As if visit after visit from the US government representatives and bearers of high offices were not enough an indication that our ministers were bowing under pressure from the corporate and financial lobbies sitting in Washington, what is deplorable is the manner in which the country has been hoodwinked into believing that the whole endeavour was a concerted effort on the part of the government to rescue the economy from suffering more distress and from preventing the rupee from climbing down further against the dollar, the world’s only reserve currency.
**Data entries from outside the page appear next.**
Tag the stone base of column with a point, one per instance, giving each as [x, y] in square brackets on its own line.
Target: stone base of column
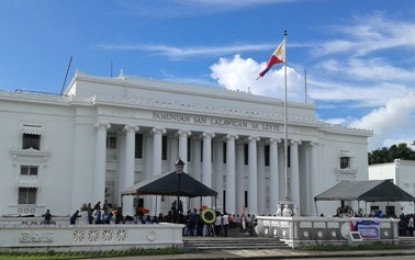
[286, 209]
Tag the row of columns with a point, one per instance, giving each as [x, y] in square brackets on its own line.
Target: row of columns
[234, 184]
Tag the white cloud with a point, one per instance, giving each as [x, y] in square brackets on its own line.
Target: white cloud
[392, 122]
[368, 35]
[241, 74]
[174, 52]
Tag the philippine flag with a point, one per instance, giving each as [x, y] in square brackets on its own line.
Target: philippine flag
[278, 56]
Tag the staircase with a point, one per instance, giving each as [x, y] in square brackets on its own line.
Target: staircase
[407, 242]
[228, 243]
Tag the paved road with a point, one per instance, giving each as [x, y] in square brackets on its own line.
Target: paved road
[282, 254]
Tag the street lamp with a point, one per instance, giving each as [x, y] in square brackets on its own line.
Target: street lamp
[179, 170]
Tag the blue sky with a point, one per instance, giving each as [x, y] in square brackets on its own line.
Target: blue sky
[359, 55]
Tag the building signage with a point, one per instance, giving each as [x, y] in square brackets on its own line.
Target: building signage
[216, 121]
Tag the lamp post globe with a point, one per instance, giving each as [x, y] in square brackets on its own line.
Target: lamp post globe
[179, 170]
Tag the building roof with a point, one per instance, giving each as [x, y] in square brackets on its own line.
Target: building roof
[369, 191]
[168, 184]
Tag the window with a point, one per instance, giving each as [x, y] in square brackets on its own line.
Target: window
[111, 142]
[139, 146]
[28, 170]
[31, 141]
[27, 195]
[164, 147]
[344, 162]
[246, 154]
[267, 155]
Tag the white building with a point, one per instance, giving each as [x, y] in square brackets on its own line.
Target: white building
[402, 173]
[105, 134]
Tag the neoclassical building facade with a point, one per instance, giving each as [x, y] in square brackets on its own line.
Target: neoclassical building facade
[60, 152]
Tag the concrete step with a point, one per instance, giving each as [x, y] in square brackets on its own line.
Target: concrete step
[408, 242]
[209, 243]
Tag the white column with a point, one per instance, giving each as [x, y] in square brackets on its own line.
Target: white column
[207, 165]
[148, 164]
[274, 197]
[240, 177]
[173, 154]
[313, 176]
[183, 137]
[230, 174]
[252, 176]
[261, 179]
[218, 173]
[129, 165]
[295, 175]
[196, 157]
[100, 162]
[157, 163]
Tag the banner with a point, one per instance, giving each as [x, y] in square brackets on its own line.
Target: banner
[369, 229]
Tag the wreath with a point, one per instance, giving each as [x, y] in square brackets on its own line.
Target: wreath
[208, 216]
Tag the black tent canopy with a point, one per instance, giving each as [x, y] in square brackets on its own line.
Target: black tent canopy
[369, 191]
[167, 184]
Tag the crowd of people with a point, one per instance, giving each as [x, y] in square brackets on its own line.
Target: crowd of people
[406, 225]
[194, 222]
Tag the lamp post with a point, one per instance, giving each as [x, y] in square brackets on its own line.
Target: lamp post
[179, 170]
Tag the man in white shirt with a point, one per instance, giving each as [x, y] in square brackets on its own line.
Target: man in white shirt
[225, 221]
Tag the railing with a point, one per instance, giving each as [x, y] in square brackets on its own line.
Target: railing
[306, 231]
[29, 234]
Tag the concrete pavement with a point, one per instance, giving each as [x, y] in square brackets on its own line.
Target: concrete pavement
[272, 254]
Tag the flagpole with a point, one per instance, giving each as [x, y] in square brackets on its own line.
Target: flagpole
[285, 120]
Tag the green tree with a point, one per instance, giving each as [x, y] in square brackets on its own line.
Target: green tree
[384, 155]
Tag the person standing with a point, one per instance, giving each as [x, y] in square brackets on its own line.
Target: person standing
[411, 225]
[193, 219]
[48, 218]
[218, 223]
[225, 221]
[74, 217]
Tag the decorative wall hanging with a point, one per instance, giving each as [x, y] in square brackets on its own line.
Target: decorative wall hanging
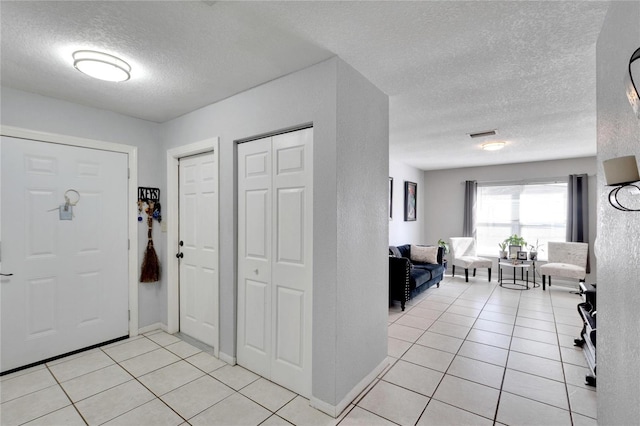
[149, 203]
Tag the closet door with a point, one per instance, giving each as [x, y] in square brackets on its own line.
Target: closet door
[254, 256]
[274, 260]
[292, 272]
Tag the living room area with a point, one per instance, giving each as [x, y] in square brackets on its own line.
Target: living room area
[476, 352]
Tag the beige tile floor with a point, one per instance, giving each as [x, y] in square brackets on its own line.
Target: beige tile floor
[473, 354]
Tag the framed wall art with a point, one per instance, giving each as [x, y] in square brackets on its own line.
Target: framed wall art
[390, 198]
[410, 201]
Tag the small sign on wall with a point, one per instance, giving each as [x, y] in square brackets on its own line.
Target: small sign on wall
[148, 194]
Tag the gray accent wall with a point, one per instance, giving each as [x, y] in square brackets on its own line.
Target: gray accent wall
[618, 351]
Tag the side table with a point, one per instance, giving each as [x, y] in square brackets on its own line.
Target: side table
[524, 269]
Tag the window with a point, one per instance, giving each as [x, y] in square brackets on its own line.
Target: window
[535, 211]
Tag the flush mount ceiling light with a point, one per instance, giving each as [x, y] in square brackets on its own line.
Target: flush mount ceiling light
[493, 146]
[101, 65]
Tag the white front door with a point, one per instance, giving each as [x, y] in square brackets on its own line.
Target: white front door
[69, 288]
[198, 235]
[275, 214]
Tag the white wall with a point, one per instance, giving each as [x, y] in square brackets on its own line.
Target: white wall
[618, 353]
[401, 232]
[40, 113]
[344, 124]
[444, 192]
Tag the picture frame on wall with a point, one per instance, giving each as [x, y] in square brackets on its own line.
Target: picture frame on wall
[410, 201]
[390, 198]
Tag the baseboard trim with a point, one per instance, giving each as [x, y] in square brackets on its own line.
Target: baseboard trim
[152, 327]
[335, 410]
[231, 360]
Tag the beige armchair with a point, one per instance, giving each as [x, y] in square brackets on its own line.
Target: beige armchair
[566, 260]
[463, 254]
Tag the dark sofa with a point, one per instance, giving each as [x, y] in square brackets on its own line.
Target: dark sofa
[407, 278]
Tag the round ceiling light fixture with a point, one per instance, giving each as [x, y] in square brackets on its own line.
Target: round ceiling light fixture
[493, 146]
[101, 65]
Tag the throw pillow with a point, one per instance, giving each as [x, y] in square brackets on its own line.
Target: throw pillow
[424, 254]
[394, 251]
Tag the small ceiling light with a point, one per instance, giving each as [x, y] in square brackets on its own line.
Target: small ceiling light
[101, 65]
[493, 146]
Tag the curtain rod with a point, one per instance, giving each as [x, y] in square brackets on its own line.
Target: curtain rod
[556, 179]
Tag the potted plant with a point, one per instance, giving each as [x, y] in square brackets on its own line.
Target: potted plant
[515, 240]
[533, 250]
[503, 250]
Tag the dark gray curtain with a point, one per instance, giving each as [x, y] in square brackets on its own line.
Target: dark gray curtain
[470, 195]
[578, 211]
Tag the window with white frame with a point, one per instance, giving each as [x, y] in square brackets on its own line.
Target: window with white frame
[535, 211]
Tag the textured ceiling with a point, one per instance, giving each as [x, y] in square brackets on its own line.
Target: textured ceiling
[450, 68]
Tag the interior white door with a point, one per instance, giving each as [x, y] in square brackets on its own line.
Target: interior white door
[69, 288]
[198, 229]
[275, 218]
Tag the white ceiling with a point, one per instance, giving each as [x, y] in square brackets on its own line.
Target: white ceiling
[450, 68]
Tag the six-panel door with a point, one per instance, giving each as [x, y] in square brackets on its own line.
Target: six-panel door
[275, 258]
[69, 288]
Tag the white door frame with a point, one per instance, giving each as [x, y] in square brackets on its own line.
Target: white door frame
[173, 155]
[132, 207]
The government’s misguided hope that the sops doled out to the retail giants across the world would ameliorate their grievances and give a happy ending to the sob story of India’s slowing growth is, certainly, disconcerting. In fact, the government is casting a blind eye to the string of reservations that is gaining ground world-wide, particularly, on the ecological implications of having such giant retail units and how they imperil local and hitherto sustainable economies. However, the government’s myopic pursuit of ephemeral GDP figures is clearly pushing the economy down a precipice of overreliance on the unreliable foreign investment trends.